Additional authors on the study include Sara Brin Rosenthal, Kei Ishizuka, Theresa V. Rohm, Naser Khader, Sebastiano Archilei, Jerrold M. Olefsky, Ariel E. Feldstein, Tatiana Kisseleva and Rohit Loomba, all at UC San Diego; Ty D. Troutman, UC San Diego and Cincinnati Children’s Hospital Medical Center, and German Aleman Muench, Yasuyo Sano and Pejman Soroosh, Janssen Research & Development, San Diego.

This study was supported by National Institutes of Health grants to D.D. (R01DK137061, R01DK133930), Altman Clinical and Translational Research Institute (ACTRI — KL2TR001444) and the San Diego Digestive Diseases Research Center (NIH DK120515).

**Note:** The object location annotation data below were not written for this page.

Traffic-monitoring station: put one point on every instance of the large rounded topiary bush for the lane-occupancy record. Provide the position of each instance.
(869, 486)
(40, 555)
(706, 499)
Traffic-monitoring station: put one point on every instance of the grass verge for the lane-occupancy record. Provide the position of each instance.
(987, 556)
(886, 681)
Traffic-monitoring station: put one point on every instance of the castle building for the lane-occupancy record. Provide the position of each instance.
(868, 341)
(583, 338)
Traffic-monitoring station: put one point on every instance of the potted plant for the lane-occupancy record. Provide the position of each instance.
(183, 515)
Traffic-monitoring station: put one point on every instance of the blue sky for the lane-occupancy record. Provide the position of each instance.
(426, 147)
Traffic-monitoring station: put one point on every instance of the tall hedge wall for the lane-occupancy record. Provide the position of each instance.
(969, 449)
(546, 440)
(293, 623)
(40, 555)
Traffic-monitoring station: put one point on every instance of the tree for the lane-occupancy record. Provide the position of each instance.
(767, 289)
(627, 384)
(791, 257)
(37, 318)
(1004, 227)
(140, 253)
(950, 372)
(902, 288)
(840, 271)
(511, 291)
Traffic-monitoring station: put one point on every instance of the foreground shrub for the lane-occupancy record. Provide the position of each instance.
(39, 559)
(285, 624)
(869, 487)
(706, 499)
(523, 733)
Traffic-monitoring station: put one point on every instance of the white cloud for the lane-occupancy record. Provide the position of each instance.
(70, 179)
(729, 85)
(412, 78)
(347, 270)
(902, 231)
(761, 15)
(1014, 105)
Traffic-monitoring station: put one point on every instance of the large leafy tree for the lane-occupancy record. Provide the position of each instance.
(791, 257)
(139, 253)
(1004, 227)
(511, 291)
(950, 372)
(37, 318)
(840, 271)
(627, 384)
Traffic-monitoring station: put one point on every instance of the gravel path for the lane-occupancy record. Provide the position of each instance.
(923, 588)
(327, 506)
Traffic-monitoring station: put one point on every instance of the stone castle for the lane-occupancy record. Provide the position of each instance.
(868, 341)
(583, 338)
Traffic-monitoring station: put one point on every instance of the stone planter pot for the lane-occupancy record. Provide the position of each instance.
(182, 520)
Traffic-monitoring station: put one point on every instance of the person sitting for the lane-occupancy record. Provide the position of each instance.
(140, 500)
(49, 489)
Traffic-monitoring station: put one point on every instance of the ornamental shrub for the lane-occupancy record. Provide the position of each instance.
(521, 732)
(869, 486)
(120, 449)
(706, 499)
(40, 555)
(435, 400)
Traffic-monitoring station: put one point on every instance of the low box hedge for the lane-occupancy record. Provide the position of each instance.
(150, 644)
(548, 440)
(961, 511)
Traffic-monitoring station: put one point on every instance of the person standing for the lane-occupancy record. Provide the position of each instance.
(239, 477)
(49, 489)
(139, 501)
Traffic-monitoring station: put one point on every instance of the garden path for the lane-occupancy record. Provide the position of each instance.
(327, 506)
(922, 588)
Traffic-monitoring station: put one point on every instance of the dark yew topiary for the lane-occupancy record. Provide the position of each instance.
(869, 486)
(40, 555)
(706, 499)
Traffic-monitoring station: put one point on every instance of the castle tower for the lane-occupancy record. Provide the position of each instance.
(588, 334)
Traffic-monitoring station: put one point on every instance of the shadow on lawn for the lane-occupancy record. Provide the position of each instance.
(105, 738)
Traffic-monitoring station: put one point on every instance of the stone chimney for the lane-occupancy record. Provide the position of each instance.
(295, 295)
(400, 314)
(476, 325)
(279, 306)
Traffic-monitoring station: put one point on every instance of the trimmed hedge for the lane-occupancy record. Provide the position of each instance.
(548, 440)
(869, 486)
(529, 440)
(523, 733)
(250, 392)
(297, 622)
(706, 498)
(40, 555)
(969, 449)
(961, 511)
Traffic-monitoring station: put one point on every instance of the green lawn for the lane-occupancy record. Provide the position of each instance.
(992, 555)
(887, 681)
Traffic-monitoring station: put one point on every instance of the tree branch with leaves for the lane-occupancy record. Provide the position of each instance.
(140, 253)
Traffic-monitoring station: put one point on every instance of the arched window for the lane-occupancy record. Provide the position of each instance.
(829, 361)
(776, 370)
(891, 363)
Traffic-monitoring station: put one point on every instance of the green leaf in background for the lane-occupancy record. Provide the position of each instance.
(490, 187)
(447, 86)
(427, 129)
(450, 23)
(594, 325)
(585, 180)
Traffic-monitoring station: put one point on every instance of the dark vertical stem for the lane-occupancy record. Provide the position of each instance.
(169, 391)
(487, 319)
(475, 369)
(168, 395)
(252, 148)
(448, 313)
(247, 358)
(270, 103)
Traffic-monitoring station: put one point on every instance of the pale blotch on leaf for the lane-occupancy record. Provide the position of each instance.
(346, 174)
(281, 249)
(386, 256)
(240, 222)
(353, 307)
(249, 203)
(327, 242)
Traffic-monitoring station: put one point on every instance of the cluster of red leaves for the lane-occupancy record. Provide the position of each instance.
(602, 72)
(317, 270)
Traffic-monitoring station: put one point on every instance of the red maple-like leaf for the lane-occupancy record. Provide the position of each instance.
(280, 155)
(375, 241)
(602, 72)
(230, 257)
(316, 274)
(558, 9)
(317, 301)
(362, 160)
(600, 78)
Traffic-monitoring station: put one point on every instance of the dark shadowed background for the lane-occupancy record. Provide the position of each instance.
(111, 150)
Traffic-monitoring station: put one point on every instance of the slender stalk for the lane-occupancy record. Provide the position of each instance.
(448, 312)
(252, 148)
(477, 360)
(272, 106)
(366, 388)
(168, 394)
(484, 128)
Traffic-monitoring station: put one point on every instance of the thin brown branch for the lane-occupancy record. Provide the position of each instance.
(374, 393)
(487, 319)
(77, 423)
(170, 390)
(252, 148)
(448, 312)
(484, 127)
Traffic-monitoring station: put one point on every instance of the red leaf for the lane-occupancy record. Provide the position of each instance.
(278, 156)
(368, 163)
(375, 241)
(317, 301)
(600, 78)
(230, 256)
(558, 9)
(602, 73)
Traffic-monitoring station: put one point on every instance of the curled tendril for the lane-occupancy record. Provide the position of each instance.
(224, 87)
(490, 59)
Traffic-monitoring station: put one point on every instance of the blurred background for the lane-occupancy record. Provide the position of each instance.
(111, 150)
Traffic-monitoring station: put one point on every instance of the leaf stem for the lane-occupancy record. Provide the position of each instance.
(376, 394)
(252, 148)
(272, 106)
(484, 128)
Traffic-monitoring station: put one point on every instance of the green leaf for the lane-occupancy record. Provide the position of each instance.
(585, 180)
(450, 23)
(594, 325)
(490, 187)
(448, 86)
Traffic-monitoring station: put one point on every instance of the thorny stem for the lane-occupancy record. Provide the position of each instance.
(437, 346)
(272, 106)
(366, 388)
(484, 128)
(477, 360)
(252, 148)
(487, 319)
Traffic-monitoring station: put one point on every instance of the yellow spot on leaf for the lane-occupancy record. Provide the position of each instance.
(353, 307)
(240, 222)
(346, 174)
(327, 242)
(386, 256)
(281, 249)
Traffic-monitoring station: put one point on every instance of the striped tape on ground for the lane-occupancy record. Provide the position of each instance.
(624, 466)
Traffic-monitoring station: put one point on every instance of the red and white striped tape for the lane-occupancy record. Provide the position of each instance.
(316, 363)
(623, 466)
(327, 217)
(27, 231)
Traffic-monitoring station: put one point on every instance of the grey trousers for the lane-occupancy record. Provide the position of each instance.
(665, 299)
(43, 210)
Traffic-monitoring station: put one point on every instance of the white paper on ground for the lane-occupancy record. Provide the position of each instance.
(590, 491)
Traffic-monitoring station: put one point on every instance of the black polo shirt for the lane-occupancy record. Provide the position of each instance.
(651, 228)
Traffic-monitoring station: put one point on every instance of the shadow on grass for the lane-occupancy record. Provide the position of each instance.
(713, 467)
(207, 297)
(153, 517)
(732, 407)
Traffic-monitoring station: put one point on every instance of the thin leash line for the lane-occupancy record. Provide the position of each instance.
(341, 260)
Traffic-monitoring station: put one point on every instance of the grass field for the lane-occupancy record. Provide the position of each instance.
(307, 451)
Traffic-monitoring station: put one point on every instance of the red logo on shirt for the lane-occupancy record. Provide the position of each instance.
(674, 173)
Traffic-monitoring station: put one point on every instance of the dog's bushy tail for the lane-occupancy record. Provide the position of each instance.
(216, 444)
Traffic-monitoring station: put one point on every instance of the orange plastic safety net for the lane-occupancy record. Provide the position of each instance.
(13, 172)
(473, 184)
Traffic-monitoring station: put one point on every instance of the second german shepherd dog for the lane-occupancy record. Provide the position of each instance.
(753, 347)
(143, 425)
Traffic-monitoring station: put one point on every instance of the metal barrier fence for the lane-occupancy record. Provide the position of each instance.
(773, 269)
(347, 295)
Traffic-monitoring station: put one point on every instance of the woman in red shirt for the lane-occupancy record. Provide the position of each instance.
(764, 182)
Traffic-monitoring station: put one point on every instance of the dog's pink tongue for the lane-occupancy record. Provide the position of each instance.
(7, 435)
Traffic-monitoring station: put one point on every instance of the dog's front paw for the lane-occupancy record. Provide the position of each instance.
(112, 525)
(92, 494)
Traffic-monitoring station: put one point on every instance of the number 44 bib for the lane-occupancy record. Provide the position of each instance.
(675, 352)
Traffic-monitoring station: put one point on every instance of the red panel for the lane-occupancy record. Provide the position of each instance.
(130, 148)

It was partially supported by the ACTRI (NIH UL1TR001442). T.K. was supported by NIH grants DK099205, AA028550, DK101737, AA011999, DK120515, AA029019, DK091183; C.K.G by NIH grants DK091183 and HL147835. T.D.T. was supported by NIH grants P30DK063491, T32DK007044, P30DK078392, the American Association for the Study of Liver Diseases (PNC23-216751) and the Center for Inflammation and Tolerance through the Cincinnati Children’s Research Foundation. R.L. received funding support from NCATS (5UL1TR001442), NIDDK (U01DK061734, U01DK130190, R01DK106419, R01DK121378, R01DK124318, P30DK120515), NHLBI (P01HL147835), the John C. Martin Foundation (RP124). J.M.O was supported by the Diabetes Research Center (P30DK063491) and Horton JPI MRA: Obesity and its metabolic complications (20175015). A.E.F was supported by the NIH grant R01DK113592. T.V.R was supported by grants from the Swiss National Science Foundation (P2BSP3_200177) and the Larry L. Hillblom Foundation (2023-D-012-FEL).